Aus dem Pariser Rathaus hieß es dem Spiegel zufolge, dass die Methode des Unternehmens kein Ersatz für die offizielle Daten sei, „die von allen Beteiligten gemeinsam validiert wurden“.
Die Bakterienbelastung in der Seine ist seit Wochen Thema in der französischen Hauptstadt. Nach starken Regenfällen am Tag der Eröffnungsfeier waren die Grenzwerte für E.Coli-Bakterien im Fluss zunächst überschritten worden, teils wurden Trainings abgesagt, auch ein Wettkampf wurde verschoben.

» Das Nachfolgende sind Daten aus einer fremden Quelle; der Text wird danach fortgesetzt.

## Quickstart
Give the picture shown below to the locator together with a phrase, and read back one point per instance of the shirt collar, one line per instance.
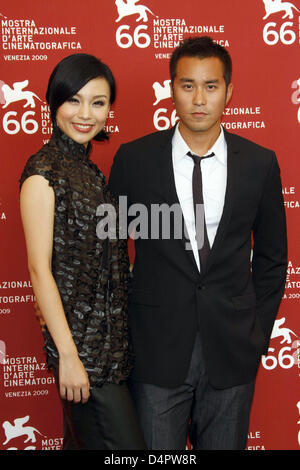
(181, 148)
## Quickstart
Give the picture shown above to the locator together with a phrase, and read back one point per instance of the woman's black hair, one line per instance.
(70, 75)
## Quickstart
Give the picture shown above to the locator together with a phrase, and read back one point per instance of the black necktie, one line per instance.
(201, 232)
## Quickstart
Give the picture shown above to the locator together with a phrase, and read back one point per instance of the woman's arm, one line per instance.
(37, 211)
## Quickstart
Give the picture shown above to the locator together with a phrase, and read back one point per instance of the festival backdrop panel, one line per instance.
(136, 40)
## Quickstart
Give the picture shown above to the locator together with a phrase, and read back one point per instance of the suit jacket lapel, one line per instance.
(167, 181)
(233, 164)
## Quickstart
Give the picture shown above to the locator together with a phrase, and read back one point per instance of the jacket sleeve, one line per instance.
(269, 263)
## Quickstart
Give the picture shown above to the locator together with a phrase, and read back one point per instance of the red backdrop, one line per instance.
(263, 38)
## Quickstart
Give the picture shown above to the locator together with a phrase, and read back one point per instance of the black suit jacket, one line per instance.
(231, 304)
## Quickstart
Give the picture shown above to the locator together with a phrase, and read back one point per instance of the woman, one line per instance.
(79, 280)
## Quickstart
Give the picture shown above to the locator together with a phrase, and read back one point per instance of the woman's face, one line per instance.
(83, 115)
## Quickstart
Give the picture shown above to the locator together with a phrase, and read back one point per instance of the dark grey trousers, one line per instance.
(213, 419)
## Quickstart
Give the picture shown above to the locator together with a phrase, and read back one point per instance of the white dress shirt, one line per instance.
(214, 179)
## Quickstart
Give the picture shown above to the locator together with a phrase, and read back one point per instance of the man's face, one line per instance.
(199, 93)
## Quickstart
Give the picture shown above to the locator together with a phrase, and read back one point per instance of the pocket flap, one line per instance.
(244, 301)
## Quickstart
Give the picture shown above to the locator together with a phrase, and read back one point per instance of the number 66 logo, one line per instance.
(13, 126)
(284, 360)
(125, 40)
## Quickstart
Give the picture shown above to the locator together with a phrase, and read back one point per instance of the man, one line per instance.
(199, 327)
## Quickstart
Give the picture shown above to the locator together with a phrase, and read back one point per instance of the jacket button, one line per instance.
(201, 286)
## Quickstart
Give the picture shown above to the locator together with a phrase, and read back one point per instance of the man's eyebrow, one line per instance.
(190, 80)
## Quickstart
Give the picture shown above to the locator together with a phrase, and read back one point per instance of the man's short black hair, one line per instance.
(202, 47)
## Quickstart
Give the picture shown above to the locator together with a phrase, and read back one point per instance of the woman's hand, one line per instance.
(73, 379)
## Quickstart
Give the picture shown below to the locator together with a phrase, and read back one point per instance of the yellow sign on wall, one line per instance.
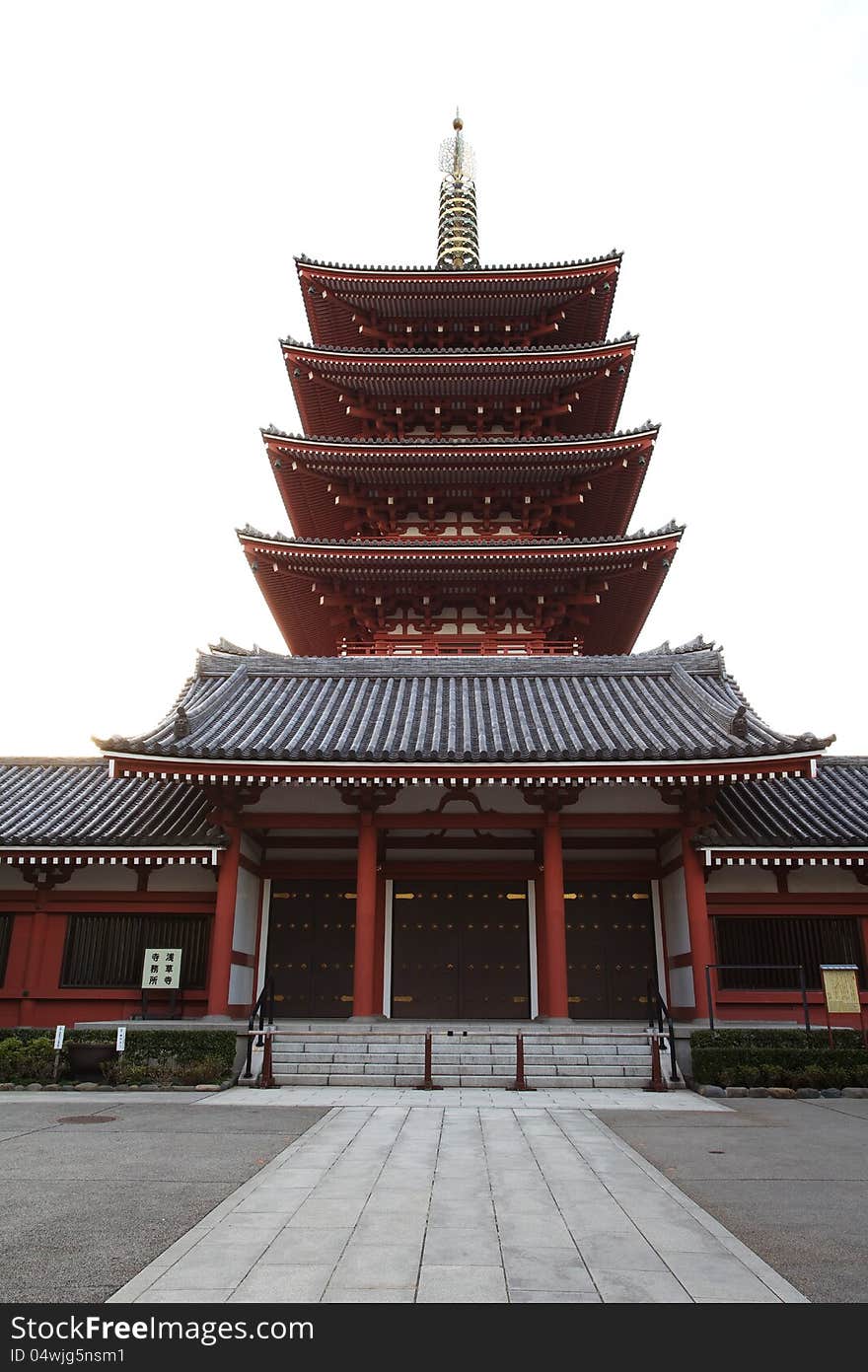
(840, 988)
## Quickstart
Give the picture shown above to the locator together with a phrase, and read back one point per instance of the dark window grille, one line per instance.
(804, 940)
(6, 937)
(108, 950)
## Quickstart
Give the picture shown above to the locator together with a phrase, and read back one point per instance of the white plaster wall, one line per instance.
(246, 912)
(252, 849)
(102, 878)
(675, 912)
(621, 800)
(742, 878)
(825, 878)
(682, 986)
(671, 849)
(240, 985)
(13, 880)
(182, 878)
(470, 856)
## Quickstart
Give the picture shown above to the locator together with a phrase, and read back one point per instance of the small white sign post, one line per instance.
(59, 1035)
(161, 971)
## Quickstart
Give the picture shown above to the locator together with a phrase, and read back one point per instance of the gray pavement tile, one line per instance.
(454, 1246)
(379, 1265)
(544, 1231)
(717, 1277)
(390, 1227)
(461, 1286)
(296, 1246)
(545, 1269)
(457, 1211)
(283, 1283)
(384, 1200)
(269, 1202)
(210, 1265)
(682, 1235)
(639, 1287)
(215, 1295)
(326, 1214)
(371, 1295)
(597, 1217)
(618, 1252)
(519, 1295)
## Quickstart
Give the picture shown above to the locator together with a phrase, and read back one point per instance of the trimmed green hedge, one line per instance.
(773, 1039)
(777, 1058)
(151, 1053)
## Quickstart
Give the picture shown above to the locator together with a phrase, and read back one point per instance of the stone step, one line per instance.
(542, 1083)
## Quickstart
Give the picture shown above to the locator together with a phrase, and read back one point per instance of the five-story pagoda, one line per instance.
(463, 795)
(459, 487)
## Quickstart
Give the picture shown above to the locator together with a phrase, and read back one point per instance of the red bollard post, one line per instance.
(657, 1076)
(428, 1083)
(520, 1083)
(266, 1074)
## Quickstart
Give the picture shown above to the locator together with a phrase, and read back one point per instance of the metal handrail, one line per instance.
(266, 999)
(658, 1010)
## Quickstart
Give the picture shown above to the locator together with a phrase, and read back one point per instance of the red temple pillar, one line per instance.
(35, 958)
(554, 926)
(222, 928)
(542, 989)
(380, 936)
(698, 922)
(364, 975)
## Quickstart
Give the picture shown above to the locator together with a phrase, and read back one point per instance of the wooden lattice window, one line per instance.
(804, 940)
(108, 950)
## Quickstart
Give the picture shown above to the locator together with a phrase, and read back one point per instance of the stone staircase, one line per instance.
(463, 1055)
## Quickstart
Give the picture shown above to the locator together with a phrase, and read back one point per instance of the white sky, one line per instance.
(164, 162)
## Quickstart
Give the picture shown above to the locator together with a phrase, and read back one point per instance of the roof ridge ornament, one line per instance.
(457, 227)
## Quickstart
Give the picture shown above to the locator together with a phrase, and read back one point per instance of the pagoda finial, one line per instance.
(457, 229)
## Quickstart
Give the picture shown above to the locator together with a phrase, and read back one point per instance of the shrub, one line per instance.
(32, 1059)
(10, 1058)
(777, 1058)
(207, 1070)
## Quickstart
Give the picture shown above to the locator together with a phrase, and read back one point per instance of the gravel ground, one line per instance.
(789, 1178)
(85, 1206)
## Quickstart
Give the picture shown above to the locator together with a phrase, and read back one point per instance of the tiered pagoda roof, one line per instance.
(822, 818)
(652, 709)
(73, 807)
(562, 302)
(528, 390)
(586, 486)
(460, 486)
(589, 596)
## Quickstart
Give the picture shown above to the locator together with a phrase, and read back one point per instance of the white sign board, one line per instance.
(161, 969)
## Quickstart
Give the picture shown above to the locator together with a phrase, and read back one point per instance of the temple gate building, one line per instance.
(463, 795)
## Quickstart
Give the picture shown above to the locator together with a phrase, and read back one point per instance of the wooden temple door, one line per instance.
(312, 932)
(460, 950)
(609, 948)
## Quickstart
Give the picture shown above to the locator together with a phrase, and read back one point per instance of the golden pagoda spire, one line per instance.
(457, 229)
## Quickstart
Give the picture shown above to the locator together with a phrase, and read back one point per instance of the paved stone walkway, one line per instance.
(459, 1203)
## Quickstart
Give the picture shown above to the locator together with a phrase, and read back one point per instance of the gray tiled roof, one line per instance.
(481, 270)
(74, 803)
(489, 709)
(826, 813)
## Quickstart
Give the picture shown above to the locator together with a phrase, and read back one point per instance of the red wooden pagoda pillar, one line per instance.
(364, 975)
(701, 941)
(380, 934)
(542, 989)
(554, 925)
(222, 928)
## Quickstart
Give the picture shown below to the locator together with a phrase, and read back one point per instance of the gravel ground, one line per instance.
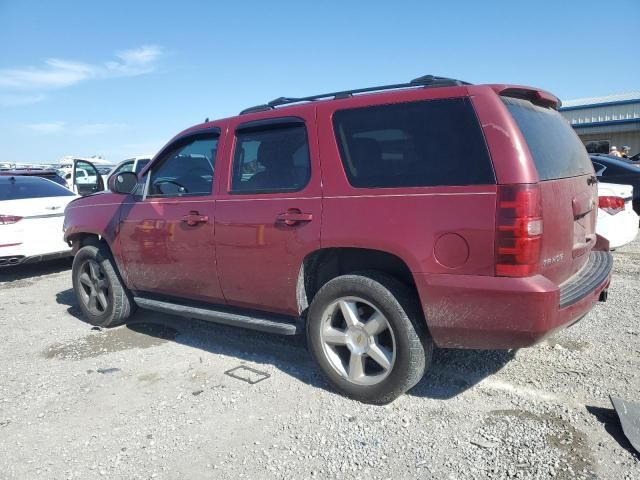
(151, 399)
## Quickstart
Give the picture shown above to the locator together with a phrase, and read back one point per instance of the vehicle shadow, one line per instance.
(452, 371)
(31, 270)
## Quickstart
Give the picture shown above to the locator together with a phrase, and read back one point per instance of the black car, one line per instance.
(36, 172)
(621, 171)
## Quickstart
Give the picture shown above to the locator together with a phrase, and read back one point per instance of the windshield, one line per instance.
(19, 188)
(556, 149)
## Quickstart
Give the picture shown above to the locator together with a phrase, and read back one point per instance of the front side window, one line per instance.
(270, 160)
(141, 164)
(413, 144)
(186, 170)
(125, 167)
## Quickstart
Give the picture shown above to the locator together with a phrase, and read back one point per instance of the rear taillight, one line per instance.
(7, 219)
(611, 205)
(518, 230)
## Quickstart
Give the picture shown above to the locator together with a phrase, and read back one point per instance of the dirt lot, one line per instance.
(151, 400)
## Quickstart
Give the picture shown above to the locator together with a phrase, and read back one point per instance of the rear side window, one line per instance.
(556, 149)
(270, 160)
(19, 188)
(415, 144)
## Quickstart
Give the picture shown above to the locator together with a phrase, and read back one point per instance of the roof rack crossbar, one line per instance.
(426, 81)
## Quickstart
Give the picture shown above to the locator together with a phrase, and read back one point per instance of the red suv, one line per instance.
(383, 221)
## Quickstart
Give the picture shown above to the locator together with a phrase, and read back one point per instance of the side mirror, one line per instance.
(123, 183)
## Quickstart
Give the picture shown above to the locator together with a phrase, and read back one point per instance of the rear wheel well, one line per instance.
(324, 265)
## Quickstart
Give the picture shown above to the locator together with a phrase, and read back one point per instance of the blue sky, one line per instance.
(118, 79)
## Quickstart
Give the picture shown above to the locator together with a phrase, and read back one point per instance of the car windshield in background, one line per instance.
(556, 149)
(19, 188)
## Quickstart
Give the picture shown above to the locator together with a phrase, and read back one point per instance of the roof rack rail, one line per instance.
(426, 81)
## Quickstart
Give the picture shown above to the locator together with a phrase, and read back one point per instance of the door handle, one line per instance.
(293, 217)
(194, 218)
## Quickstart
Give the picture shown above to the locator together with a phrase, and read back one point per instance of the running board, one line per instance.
(262, 323)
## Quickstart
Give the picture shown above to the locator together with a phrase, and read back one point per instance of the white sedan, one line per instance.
(31, 216)
(617, 222)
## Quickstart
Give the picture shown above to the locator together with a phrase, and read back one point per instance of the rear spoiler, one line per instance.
(534, 95)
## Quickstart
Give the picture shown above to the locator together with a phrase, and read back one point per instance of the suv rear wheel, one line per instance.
(103, 298)
(367, 334)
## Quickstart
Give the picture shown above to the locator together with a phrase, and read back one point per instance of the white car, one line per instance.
(31, 217)
(617, 222)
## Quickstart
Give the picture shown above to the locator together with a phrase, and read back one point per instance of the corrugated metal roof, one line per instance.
(619, 97)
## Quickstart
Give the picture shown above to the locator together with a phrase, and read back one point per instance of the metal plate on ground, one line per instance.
(629, 414)
(247, 374)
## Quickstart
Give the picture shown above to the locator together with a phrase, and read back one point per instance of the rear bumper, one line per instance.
(466, 311)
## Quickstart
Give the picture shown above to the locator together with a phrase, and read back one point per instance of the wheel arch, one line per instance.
(325, 264)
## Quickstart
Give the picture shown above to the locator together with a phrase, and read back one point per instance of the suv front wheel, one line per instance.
(103, 298)
(367, 334)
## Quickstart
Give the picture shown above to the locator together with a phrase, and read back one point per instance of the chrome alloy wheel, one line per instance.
(358, 341)
(94, 287)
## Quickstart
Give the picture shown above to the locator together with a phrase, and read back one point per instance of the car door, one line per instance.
(268, 217)
(86, 178)
(167, 230)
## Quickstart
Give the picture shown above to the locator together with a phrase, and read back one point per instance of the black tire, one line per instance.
(400, 306)
(119, 302)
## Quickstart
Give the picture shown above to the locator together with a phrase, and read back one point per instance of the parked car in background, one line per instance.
(381, 221)
(85, 178)
(617, 221)
(29, 172)
(31, 218)
(619, 171)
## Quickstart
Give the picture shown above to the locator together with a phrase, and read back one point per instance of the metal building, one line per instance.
(606, 121)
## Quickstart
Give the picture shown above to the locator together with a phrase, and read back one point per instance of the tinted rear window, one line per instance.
(18, 188)
(414, 144)
(556, 149)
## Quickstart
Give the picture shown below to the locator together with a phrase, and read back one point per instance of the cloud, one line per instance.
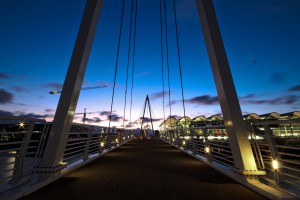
(148, 119)
(204, 100)
(294, 88)
(105, 113)
(19, 89)
(4, 76)
(158, 95)
(175, 116)
(5, 96)
(34, 115)
(94, 120)
(5, 113)
(115, 118)
(249, 96)
(173, 102)
(288, 99)
(277, 78)
(142, 74)
(49, 110)
(53, 85)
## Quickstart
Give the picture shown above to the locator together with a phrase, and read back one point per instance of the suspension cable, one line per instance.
(167, 57)
(128, 61)
(162, 62)
(133, 58)
(117, 62)
(179, 61)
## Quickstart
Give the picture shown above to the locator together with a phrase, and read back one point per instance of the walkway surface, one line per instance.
(145, 169)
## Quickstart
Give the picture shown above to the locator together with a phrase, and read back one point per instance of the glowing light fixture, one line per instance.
(21, 125)
(206, 150)
(275, 164)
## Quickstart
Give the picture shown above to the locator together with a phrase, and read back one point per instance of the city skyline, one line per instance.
(261, 41)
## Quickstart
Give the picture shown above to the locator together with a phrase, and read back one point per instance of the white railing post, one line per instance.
(87, 144)
(20, 158)
(273, 150)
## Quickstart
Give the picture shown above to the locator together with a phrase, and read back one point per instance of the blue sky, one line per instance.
(261, 38)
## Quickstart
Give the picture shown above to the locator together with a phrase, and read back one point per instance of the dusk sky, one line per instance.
(261, 38)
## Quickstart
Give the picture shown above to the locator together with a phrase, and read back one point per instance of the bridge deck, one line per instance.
(145, 169)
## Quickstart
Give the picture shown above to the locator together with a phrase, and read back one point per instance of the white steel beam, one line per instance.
(68, 100)
(238, 136)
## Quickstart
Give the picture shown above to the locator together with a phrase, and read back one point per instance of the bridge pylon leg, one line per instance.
(238, 135)
(52, 160)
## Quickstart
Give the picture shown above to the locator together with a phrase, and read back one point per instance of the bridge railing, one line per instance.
(275, 145)
(23, 142)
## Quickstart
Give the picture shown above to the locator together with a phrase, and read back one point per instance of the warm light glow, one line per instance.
(63, 163)
(206, 149)
(275, 164)
(21, 125)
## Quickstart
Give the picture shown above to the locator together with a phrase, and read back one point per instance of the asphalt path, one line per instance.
(145, 169)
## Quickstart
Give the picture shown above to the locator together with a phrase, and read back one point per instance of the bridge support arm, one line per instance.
(238, 136)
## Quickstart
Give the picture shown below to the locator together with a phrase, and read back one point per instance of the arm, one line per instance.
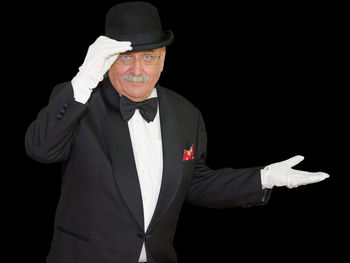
(49, 137)
(224, 187)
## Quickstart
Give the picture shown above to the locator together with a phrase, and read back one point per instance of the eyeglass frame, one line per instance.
(134, 58)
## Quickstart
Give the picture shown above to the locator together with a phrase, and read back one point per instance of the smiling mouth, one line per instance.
(136, 79)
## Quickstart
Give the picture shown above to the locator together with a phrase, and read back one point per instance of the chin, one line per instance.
(137, 90)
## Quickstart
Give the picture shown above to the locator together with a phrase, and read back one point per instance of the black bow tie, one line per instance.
(148, 108)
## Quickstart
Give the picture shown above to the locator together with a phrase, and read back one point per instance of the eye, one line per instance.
(147, 57)
(125, 57)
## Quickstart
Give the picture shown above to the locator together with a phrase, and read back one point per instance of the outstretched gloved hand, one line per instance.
(100, 57)
(282, 174)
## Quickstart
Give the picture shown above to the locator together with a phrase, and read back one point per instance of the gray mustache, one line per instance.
(138, 79)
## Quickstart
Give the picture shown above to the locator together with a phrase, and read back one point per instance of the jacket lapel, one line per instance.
(172, 156)
(121, 154)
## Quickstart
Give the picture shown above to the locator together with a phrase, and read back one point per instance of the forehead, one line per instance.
(151, 51)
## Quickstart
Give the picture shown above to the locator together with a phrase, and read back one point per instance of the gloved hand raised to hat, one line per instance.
(100, 57)
(282, 174)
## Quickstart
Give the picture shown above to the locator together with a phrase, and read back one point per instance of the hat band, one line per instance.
(140, 39)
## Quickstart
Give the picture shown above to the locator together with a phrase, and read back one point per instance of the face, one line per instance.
(137, 79)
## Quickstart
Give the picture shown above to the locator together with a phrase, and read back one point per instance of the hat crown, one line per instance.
(138, 22)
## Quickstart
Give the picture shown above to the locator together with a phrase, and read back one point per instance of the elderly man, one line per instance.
(133, 151)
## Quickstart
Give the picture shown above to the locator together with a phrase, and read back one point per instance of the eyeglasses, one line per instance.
(146, 59)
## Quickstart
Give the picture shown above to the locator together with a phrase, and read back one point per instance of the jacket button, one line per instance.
(143, 236)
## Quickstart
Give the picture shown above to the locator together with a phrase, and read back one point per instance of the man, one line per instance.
(133, 151)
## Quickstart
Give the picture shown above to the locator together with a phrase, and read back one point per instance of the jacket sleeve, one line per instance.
(49, 137)
(225, 187)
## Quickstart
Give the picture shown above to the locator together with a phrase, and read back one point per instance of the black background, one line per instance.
(266, 78)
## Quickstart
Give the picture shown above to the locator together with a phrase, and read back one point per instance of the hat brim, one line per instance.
(168, 38)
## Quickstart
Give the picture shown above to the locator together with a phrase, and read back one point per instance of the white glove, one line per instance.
(282, 174)
(100, 57)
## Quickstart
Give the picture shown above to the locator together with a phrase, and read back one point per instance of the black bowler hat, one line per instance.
(138, 22)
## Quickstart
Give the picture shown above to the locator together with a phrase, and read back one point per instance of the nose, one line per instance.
(137, 67)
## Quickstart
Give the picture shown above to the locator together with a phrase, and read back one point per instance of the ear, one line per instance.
(162, 58)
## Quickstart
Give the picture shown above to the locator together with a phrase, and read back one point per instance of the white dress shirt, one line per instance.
(146, 142)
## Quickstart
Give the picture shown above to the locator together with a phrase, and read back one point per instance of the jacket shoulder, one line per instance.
(179, 102)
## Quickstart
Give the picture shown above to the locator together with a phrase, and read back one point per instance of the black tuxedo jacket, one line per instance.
(99, 217)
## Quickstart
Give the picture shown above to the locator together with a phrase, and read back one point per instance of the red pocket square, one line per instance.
(188, 154)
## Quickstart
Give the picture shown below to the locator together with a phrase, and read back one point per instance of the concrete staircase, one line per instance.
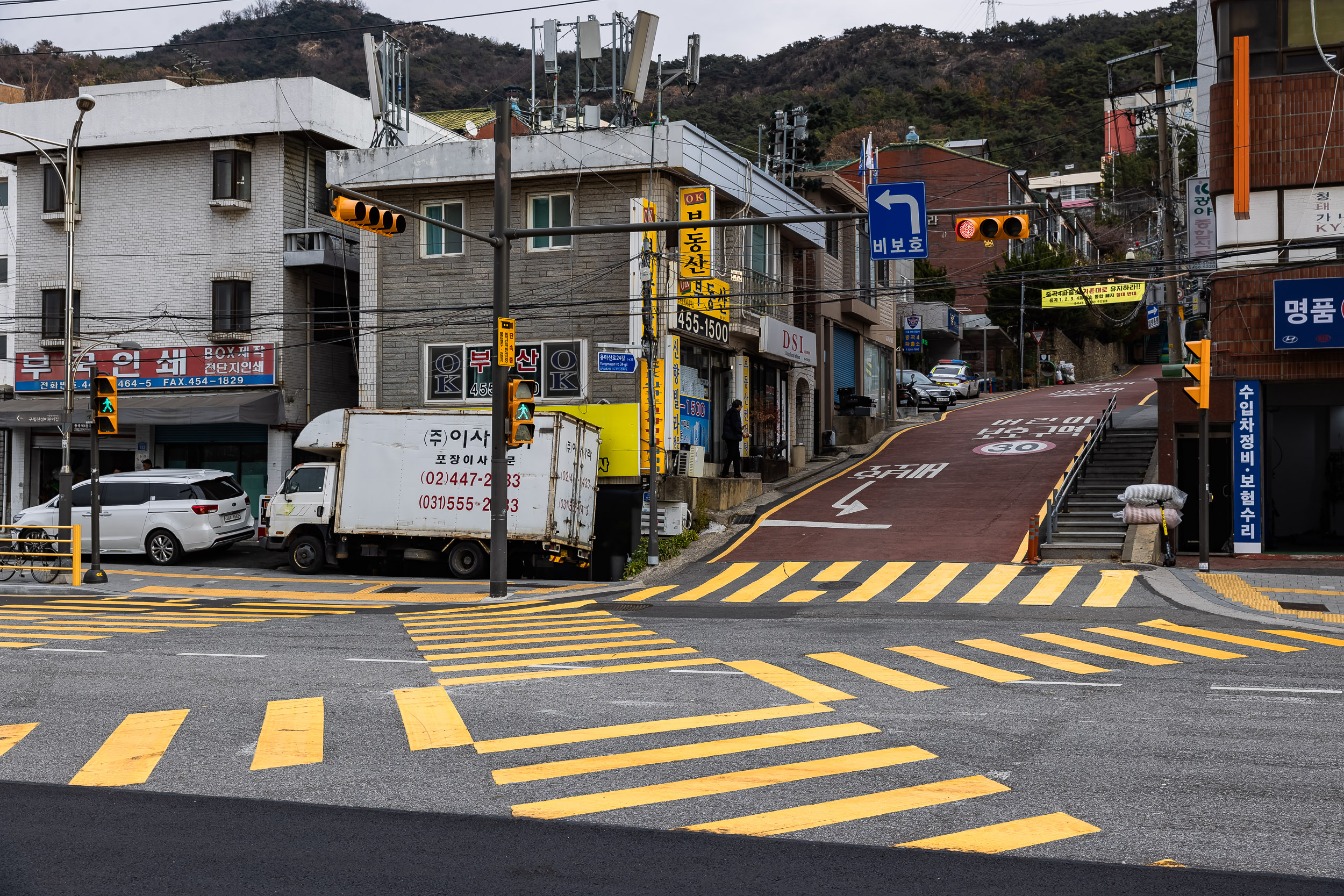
(1086, 528)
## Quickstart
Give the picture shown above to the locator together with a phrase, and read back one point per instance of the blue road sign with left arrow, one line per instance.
(897, 222)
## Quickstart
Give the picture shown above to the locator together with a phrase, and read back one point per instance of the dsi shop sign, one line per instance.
(1310, 313)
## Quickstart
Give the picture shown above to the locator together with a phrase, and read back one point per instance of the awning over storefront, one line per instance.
(183, 407)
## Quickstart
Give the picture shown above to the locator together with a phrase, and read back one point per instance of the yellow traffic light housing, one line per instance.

Als eines der Probleme gilt die Mischwasserkanalisation für Abwasser und Regenwasser, die bei starken Regenfällen überlaufen kann. Um dem entgegenzuwirken, wurde im Zuge der Olympia-Vorbereitungen unter anderem ein 50.000 Kubikmeter großes unterirdisches Auffangbecken am Bahnhof Austerlitz gebaut.
Rund 1,4 Milliarden Euro hat Paris für diese und weitere Maßnahmen für die Sauberkeit der Seine investiert. Bürgermeisterin Anne Hidalgo tauchte kürzlich selbst dort ein, um für das Vorzeigeprojekt zu werben.
Ab Sommer 2025 sollen dann alle Menschen darin schwimmen dürfen – in neu angelegten Freibädern. Das Schwimmen in der Seine war mehr als hundert Jahre lang verboten.